Desde hace años, compagino mi actividad profesional como actriz, con la de cuentacuentos, destinados siempre a niños y niñas. Al contrario de lo que pueda creerse, la técnica interpretativa del actor es distinta a la del narrador oral, aunque ambos tengan un punto convergente ineludible: la verdad escénica.
El actor, está sometido a una disciplina técnica que implica memorización textual, coordinación temporoespacial con el resto de actores y actrices del espectáculo, así como la necesidad de una cierta simbiosis con los elementos escenotécnicos. Todo ello supone un ejercicio de repetición en cada ensayo o representación, para componer un espectáculo uniforme en su conjunto, según las líneas de acción técnicas e interpretativas marcadas por el director.
En el caso de la narración oral la memorización textual, por lo general, no solo no requiere de la misma precisión, sino que esta puede suponer un corsé contraproducente dada la casi imprescindible proximidad del espectador. Dicha proximidad permite al narrador poder percibir sus reacciones, necesitando ejercitar la capacidad de reorientar el mecanismo de la narración sin romper el hilo conductor de la misma, según lo pida el auditorio de forma directa, en el caso de los niños, o indirecta, en el caso de los adultos. Por otra parte, el narrador suele ser su propio director y dramaturgo desde el momento en que necesita reinterpretar personalmente el cuento, pues sólo él se enfrentará a la historia, aportándole sus cualidades potenciadas y minimizando sus defectos.
Pero, diferencias al margen, ambas técnicas interpretativas precisan de una condición sine qua non: la capacidad del actor o narrador de vivir real y sinceramente una situación y transmitir al espectador esa vivencia en toda su dimensión, vivir y hacer vivir, emocionarse y emocionar.
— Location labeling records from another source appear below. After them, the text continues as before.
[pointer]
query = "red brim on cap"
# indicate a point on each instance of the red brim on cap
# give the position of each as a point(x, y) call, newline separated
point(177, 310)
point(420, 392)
Al escribir Agua de Coco, no fui consciente en ningún momento de estar construyendo un texto escénico, ni siquiera pensé que pudiese ser leído con intención meramente literaria. No tuve presente, por tanto, un público concreto como receptor de su lectura y mucho menos como espectador de su puesta en escena. La posibilidad escénica de Agua de Coco surgió después, de la necesidad personal de aunar en un solo espectáculo la experiencia de las dos técnicas mencionadas, tremendamente útiles en mi continua formación interpretativa y, sobre todo, del deseo de experimentar junto al espectador una vivencia especial, rompiendo la barrera escenario – patio de butacas para compartir el espacio sagrado de la escena, utilizando incluso lugares atípicos para su realización, así como ampliando la posibilidad del pleno disfrute sensorial por ambas partes, más allá de la vista y el oído.
Esta conjunción de técnicas necesitaba, pues, la dirección de una persona capaz de guiar interpretativa y técnicamente y de forma precisa a la actriz, y controlar sutilmente la espontaneidad de la narradora, marcar concienzudamente la expresión textual y orientar con rigor y libertad la narración; una persona capaz de equilibrar el contraste entre lo poético y lo vulgar, entre la contención dramática y el impulso cómico y viceversa, entre el realismo mágico y el surrealismo absurdo…
Mi grandísima suerte es disponer de esa persona y que, además, me conozca tan bien. Por eso, Agua de coco dejó de ser un proyecto personal desde el mismo día en que Antonio Saura creyó que podía tener resolución escénica, pasando a ser un proyecto íntimo de dos, sencillo en forma y complejo en intención, de enriquecedor proceso y sorprendente resultado, que nos ilusiona tanto o más que cualquier otro espectáculo de Alquibla.